For some time, there were two rival popes, one in Rome chosen by Henry, the other in exile chosen by reformers loyal to Hildebrand’s ideals — Pope Urban II (1088–99). Urban finally ousted his ecclesiastical rival.
The investiture conflict continued unabated. Urban’s successor, Paschal II (1099–1118), was so committed to the independence of church from state that in 1110 he offered an astonishing proposal to the new emperor, Henry V. If Henry would give up all pretence of investing bishops with spiritual authority, Paschal would surrender all the church’s possessions in Germany to the emperor; bishops would live in simple poverty.
This proposal was not to the liking of most German bishops, and Paschal had to withdraw it. However, the distinction Paschal made between the spiritual and secular aspects of investiture provided the key to the settlement of the controversy in 1122. At Worms that year, Pope Calixtus II and Henry V agreed on two points:
(i) The emperor would invest a bishop or abbot with his authority over the land that went with his office.
(ii) The bishop’s spiritual superior (his archbishop) would invest him with his spiritual authority over the church — the emperor would no longer confer the ring and staff.
Such a compromise would have disappointed Hildebrand, but it secured for the church much more independence than it had enjoyed under feudalism.

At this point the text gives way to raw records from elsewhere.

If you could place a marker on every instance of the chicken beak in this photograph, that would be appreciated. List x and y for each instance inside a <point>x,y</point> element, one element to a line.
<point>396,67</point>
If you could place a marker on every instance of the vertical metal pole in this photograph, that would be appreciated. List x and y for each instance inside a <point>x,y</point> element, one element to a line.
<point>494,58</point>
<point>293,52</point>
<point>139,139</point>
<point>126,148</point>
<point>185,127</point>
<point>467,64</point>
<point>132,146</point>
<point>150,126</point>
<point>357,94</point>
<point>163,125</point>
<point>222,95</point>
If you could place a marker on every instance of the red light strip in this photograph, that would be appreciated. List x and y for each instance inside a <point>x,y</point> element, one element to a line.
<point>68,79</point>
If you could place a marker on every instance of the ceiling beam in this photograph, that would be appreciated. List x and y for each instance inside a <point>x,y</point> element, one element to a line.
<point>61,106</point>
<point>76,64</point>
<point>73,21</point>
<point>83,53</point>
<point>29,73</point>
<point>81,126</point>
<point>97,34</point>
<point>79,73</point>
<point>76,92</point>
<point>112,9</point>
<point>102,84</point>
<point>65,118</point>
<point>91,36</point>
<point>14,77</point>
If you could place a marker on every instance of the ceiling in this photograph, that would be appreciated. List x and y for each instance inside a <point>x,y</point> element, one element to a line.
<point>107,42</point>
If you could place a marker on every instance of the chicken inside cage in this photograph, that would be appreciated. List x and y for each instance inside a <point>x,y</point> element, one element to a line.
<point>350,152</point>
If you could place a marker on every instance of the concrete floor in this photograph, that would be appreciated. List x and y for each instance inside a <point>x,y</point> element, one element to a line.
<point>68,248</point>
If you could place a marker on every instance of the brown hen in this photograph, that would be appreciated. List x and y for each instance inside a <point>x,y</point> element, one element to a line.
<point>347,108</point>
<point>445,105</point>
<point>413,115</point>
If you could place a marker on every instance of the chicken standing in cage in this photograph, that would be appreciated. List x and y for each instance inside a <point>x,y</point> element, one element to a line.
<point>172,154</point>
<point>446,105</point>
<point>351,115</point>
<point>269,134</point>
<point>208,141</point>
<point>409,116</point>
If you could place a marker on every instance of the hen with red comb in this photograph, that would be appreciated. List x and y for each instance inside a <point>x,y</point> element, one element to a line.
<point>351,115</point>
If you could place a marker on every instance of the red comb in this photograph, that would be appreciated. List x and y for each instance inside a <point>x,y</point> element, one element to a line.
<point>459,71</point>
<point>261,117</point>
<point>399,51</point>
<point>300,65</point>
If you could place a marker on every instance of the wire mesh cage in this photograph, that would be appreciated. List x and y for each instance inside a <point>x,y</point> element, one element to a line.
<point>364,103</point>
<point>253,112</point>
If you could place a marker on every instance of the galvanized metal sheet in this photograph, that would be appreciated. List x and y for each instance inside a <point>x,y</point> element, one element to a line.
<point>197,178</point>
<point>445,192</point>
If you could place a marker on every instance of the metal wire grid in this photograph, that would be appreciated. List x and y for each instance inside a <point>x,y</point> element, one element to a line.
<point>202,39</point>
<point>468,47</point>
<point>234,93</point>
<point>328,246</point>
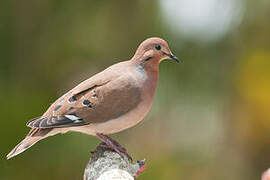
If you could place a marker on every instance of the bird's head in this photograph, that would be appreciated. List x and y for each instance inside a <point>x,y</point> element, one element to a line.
<point>153,50</point>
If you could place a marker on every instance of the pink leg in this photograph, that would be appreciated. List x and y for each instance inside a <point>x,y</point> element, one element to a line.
<point>114,145</point>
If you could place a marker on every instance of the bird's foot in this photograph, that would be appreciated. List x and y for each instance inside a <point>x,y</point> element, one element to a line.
<point>114,145</point>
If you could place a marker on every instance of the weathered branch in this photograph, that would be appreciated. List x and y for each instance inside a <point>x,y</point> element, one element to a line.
<point>105,164</point>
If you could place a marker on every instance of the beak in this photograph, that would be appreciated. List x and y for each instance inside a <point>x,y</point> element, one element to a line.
<point>171,56</point>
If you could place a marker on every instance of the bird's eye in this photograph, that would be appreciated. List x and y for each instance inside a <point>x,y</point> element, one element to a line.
<point>158,47</point>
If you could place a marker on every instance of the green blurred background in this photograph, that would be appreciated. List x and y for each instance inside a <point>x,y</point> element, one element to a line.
<point>211,114</point>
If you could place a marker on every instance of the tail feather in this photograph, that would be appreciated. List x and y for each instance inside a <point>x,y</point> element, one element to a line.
<point>32,138</point>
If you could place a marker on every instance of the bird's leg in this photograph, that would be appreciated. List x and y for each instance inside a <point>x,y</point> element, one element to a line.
<point>114,145</point>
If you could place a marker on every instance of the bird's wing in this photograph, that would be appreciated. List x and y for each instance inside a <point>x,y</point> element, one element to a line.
<point>95,100</point>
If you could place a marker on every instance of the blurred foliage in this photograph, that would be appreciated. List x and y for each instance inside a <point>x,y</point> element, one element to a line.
<point>210,118</point>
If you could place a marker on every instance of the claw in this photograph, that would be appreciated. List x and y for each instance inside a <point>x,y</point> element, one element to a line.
<point>114,145</point>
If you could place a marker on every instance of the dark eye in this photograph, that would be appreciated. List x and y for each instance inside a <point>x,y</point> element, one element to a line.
<point>158,47</point>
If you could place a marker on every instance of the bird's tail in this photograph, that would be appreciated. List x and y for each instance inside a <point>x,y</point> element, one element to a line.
<point>32,138</point>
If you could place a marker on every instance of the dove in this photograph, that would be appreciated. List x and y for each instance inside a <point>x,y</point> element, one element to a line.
<point>111,101</point>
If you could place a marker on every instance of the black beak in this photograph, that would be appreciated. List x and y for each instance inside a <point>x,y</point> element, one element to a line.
<point>172,57</point>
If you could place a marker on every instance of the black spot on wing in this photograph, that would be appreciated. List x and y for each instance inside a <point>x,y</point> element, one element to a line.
<point>57,121</point>
<point>57,107</point>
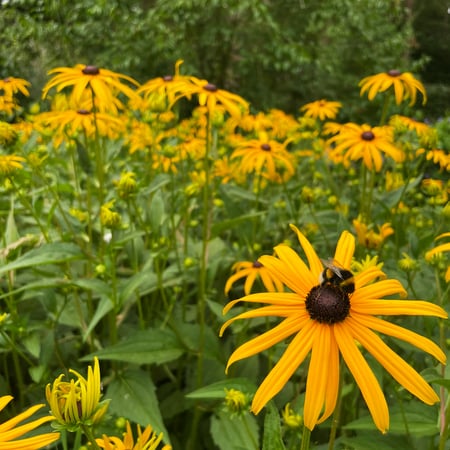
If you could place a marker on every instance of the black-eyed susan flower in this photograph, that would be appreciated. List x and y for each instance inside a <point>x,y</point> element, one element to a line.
<point>77,401</point>
<point>404,84</point>
<point>10,163</point>
<point>102,86</point>
<point>321,109</point>
<point>252,271</point>
<point>438,250</point>
<point>11,430</point>
<point>264,156</point>
<point>354,142</point>
<point>146,440</point>
<point>328,318</point>
<point>368,236</point>
<point>211,96</point>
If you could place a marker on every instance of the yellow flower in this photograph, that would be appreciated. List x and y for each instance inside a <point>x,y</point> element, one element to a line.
<point>327,319</point>
<point>146,440</point>
<point>9,163</point>
<point>264,156</point>
<point>108,218</point>
<point>12,86</point>
<point>251,271</point>
<point>356,142</point>
<point>76,402</point>
<point>439,249</point>
<point>368,237</point>
<point>102,86</point>
<point>404,84</point>
<point>10,430</point>
<point>210,95</point>
<point>321,109</point>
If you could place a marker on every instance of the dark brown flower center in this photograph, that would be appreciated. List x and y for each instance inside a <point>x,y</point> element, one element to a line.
<point>210,87</point>
<point>394,73</point>
<point>91,70</point>
<point>327,304</point>
<point>368,136</point>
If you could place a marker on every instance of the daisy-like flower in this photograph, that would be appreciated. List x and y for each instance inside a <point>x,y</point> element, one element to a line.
<point>77,401</point>
<point>405,86</point>
<point>264,155</point>
<point>370,238</point>
<point>439,249</point>
<point>251,271</point>
<point>101,85</point>
<point>146,440</point>
<point>328,318</point>
<point>210,95</point>
<point>354,142</point>
<point>11,430</point>
<point>9,163</point>
<point>321,109</point>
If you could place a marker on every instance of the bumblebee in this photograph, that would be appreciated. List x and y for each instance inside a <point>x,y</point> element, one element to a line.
<point>337,276</point>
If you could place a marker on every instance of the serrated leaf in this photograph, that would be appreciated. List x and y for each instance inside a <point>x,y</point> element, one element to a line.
<point>152,346</point>
<point>133,396</point>
<point>235,433</point>
<point>217,390</point>
<point>55,252</point>
<point>272,430</point>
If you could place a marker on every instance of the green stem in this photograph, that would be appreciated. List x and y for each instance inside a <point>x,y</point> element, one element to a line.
<point>305,438</point>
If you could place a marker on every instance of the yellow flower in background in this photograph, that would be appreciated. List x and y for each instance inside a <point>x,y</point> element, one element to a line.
<point>211,96</point>
<point>264,155</point>
<point>328,316</point>
<point>354,142</point>
<point>439,249</point>
<point>11,86</point>
<point>251,271</point>
<point>370,238</point>
<point>9,163</point>
<point>146,440</point>
<point>11,430</point>
<point>404,84</point>
<point>321,109</point>
<point>102,85</point>
<point>77,401</point>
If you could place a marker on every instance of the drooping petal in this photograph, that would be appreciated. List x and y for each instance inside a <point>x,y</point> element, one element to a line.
<point>291,359</point>
<point>364,377</point>
<point>396,366</point>
<point>287,328</point>
<point>404,334</point>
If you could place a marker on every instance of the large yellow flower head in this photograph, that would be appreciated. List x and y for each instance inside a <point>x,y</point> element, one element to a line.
<point>354,142</point>
<point>146,440</point>
<point>327,313</point>
<point>77,402</point>
<point>404,84</point>
<point>101,86</point>
<point>11,430</point>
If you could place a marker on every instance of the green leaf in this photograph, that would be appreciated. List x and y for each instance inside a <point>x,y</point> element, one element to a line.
<point>272,430</point>
<point>151,346</point>
<point>217,390</point>
<point>55,252</point>
<point>239,432</point>
<point>133,397</point>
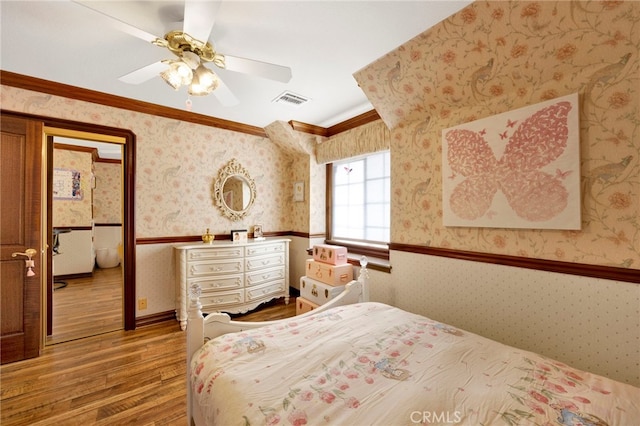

It also dealt a crushing blow to the idea that bishops owed their spiritual office to the king.
The investiture conflict teaches us to distinguish carefully the proper boundaries of church and state. Making that distinction can be fraught with problems. We applaud the medieval papacy for insisting on the church’s independence. But to secure that independence, the papacy often swung to an opposite theocratic extreme, wishing to control the state. Great wisdom is needed in discerning how rightly to “render to Caesar the things that are Caesar’s, and to God the things that are God’s” (Mark 12:17). May God grant us that wisdom today.